I wrote the first part of this a few years ago, but tonight I managed to write an ending that I like much better.
With a nod of his head, Manuel began playing the third of his seven funeral dirges. Even so, the audience sat motionless. The group of now-familiar raisins fought the urge to rush toward Manuel and plead their cases to him. There were various non-dairy parlor ants listening to ten times their own weight in music, impressing everyone who could notice them. Dreams gazed through a nearby window at anything that would move, enjoying the blend of pleasant weather and self-taught instrumentation. Science sat to the left of Dreams, quantifying each tone without regard for the artistic qualities they lacked.
Science had never been successful at hiding the fact that he had a crush on Dreams, and wanted to be with her night and day. Dreams never suspected as much, and was never rude enough to presume that everyone in the room was attracted to her. As Manuel began the second verse with a bellow, Science leaned in to whisper in the ear of Dreams.
"Are you at a 45-degree angle to the surface of this kiosk?" Science had never been very good at making small talk.
"Your statement and this music make me think that chocolate might someday cover the surface of Connecticut." Dreams made precious little sense, and yet Science was completely fascinated. He began trying to imagine a villa in Connecticut where chocolate might someday invade, but Science could only manage a measurement of the velocity of a train going to Connecticut.
Science shifted his position in the uneasy chair where he was perched. Manuel gurgled with glee as he strummed away on the harp of his forefathers. Time stood still. Science rebuked Time, then glanced sternly in the direction of Dreams. "I do not understand why you always encourage Time to defy me. If you keep filling his head with your mumbo-jumbo, we will end up with another Gravity fiasco all over again. Why do you always tease Time and Gravity so?"
"Time and Gravity love to visit with me. They say that all you give them are rules, but I let them participate in online fantasy baseball leagues and ride ponies. Here, climb in this envelope and I will mail you to a land where pudding pops grow in every front yard."
"That is impossible," Science retorted.
"Elvis and Santa Claus say hi," Dreams replied.

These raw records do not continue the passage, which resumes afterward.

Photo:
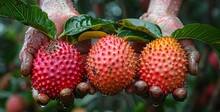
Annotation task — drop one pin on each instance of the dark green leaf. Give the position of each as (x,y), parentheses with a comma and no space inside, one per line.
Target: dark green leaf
(135,33)
(28,15)
(143,26)
(83,22)
(201,32)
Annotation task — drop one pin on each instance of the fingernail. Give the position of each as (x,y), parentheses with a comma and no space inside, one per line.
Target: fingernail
(92,89)
(43,99)
(180,94)
(66,93)
(130,89)
(157,94)
(82,89)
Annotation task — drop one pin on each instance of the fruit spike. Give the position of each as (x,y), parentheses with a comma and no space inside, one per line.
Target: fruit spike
(163,63)
(111,65)
(57,65)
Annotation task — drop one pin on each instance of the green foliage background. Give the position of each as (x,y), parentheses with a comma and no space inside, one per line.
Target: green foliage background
(192,11)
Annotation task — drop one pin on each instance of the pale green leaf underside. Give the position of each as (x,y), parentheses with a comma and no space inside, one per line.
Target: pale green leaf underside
(28,15)
(201,32)
(143,26)
(82,23)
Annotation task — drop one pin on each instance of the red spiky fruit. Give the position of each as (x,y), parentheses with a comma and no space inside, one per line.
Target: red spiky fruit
(15,103)
(57,65)
(111,65)
(163,63)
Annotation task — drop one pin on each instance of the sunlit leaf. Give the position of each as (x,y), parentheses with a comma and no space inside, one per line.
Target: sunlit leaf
(201,32)
(133,35)
(28,15)
(82,23)
(143,26)
(91,34)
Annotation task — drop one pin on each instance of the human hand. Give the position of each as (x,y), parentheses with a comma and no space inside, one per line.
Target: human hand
(164,14)
(59,11)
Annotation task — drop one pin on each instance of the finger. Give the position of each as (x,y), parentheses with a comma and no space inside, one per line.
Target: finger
(141,87)
(42,99)
(26,64)
(193,56)
(92,89)
(82,89)
(180,94)
(59,11)
(157,95)
(130,89)
(33,40)
(66,93)
(66,97)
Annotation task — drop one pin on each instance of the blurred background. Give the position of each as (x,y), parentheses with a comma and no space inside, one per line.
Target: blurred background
(203,89)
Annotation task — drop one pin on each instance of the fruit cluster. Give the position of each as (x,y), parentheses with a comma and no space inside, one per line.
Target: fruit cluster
(111,66)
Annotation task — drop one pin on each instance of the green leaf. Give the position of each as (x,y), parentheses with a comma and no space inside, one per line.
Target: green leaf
(82,23)
(201,32)
(143,26)
(28,15)
(135,35)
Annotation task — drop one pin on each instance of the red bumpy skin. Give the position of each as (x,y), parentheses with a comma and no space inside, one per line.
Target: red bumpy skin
(163,63)
(57,65)
(111,65)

Science left the kiosk in the middle of Manuel's sixth dirge. Dreams gave Manuel 33 candy bars and a minivan before disappearing. Manuel opened his eyes to find a banjo on his knee.
Science ambled aimlessly down the street with his head hung low. It was very unlike him to pay so little attention to direction or location. He could feel a gentle breeze ruffling his hair, but he made no attempt to measure it. He could hear the faint song of a whippoorwill in the distance, and the song sounded lonely but unafraid. He turned his gaze heavenward and tried to make out the shapes being drawn between the dots of the stars. His eyes arced and swept across the blue-black canvas of the night, and then a playful, gentle voice cooed his name from the lowest branch of a nearby tree. Science turned and shuffled slowly toward the tree.
"Why are you sitting in a tree at this time of night, and barefoot to boot?" His eyes smiled upward as he questioned Dreams.
She clapped her hands to the rhythm of her response, "I was dancing in the woods, and I thought I saw a poem racing up the trunk of this tree."
Science chuckled as he loosened the strings of his shoes.